Progressive pathology in adult offspring previously exposed to maternal HFD. (A) Body weight of male and female mice over the time course of postweaning diet exposure (n = 4–9 per group). (B) Final liver weights of male and female mice after perinatal CD or HFD exposure followed by 12 weeks of postweaning CD or HFD. (C) Fasting glucose levels of mice at three time points during the course of postweaning diet exposure. (D) Average food intake (grams/week) over the course of the study. (E) Histology and IHC of adult offspring liver following perinatal CD or HFD exposure and 12 weeks of postweaning CD or HFD. Top row: H&E staining. Scale bars: 50 μm. Middle row: Sirius red staining. Scale bars: 100 μm. Bottom row: IHC for α-SMA. Scale bars: 50 μm. (F) Morphometric analysis of Sirius red staining (n = 5 livers per group with three fields/liver analyzed). (G) Photomicrograph of proteome array performed on pooled protein lysates (n = 3) from liver of offspring from each group. White asterisks denote loading control dots. Colored boxes identify select proteins on the array. (H) Representative photomicrograph of Western blot for osteopontin in adult offspring liver from each group. GAPDH is shown as a loading control. *p < 0.05 HFD/CD versus CD/CD, #p < 0.05 HFD/CD versus CD/HFD, &p < 0.05 HFD/CD versus HFD/HFD, %p < 0.05 HFD/HFD versus CD/CD.

Figure 4

Gene expression of markers of fibrosis, inflammation, and oxidative stress in adult offspring. (A) RT-PCR data for various factors involved in fibrosis. (B) RT-PCR data for proinflammatory cytokines. (C) RT-PCR data for NF-κB. (D) RT-PCR data for lipocalin-2. All data are presented as relative expression normalized to actin expression with secondary normalization to the average for CD/CD male. *p < 0.05, **p < 0.01, ***p < 0.001. Col1a1, collagen type 1 alpha 1; Col3a1, collagen type 3 alpha 1; TGF-β, transforming growth factor-β, MMP, matrix metalloprotease; Spp1, osteopontin; CTGF, connective tissue growth factor; IL, interleukin; NFκb1, nuclear factor kappa B; Lcn2, lipocalin-2.

Figure 5

Increased hepatocyte turnover and ductular reaction in liver of HFD/CD offspring. (A) Staining and IHC of adult offspring liver following perinatal CD or HFD exposure and 12 weeks of postweaning CD or HFD. Representative photomicrographs shown with type of staining labeled on the left.
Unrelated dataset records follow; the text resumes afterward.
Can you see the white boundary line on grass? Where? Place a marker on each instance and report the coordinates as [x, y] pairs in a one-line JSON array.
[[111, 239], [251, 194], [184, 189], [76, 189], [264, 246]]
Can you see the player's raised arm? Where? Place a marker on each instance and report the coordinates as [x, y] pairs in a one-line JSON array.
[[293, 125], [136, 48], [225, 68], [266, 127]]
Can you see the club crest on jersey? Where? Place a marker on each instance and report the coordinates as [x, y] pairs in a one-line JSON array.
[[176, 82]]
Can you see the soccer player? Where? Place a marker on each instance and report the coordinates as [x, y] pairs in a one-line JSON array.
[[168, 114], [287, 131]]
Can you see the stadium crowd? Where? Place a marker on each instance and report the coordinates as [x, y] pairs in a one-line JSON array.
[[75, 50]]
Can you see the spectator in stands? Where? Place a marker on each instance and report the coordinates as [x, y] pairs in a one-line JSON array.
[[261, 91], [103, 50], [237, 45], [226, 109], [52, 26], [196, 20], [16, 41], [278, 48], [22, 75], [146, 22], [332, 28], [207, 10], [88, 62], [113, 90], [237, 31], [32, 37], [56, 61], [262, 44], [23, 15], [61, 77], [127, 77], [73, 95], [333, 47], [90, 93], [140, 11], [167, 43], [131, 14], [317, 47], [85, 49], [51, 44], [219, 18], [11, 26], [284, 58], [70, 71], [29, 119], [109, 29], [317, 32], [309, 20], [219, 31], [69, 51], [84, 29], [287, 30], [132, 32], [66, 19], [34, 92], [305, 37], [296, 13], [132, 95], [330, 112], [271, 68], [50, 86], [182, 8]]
Scale bars: 100 μm for all images. (B) Quantitation of PCNA-positive hepatocytes from each group (n = 4–5 livers per group with three fields/liver counted). (C) Quantitation of TUNEL-positive hepatocytes from each group (n = 3–4 livers per group with three fields/liver counted). (D) Morphometric analysis of 4-HNE staining (n = 3 livers per group with three fields/liver analyzed). (E) Morphometric analysis of CK19 staining (n = 3 livers per group with three fields/liver analyzed). *p < 0.05 versus CD/CD, #p < 0.05 versus CD/HFD, &p < 0.05 versus HFD/HFD.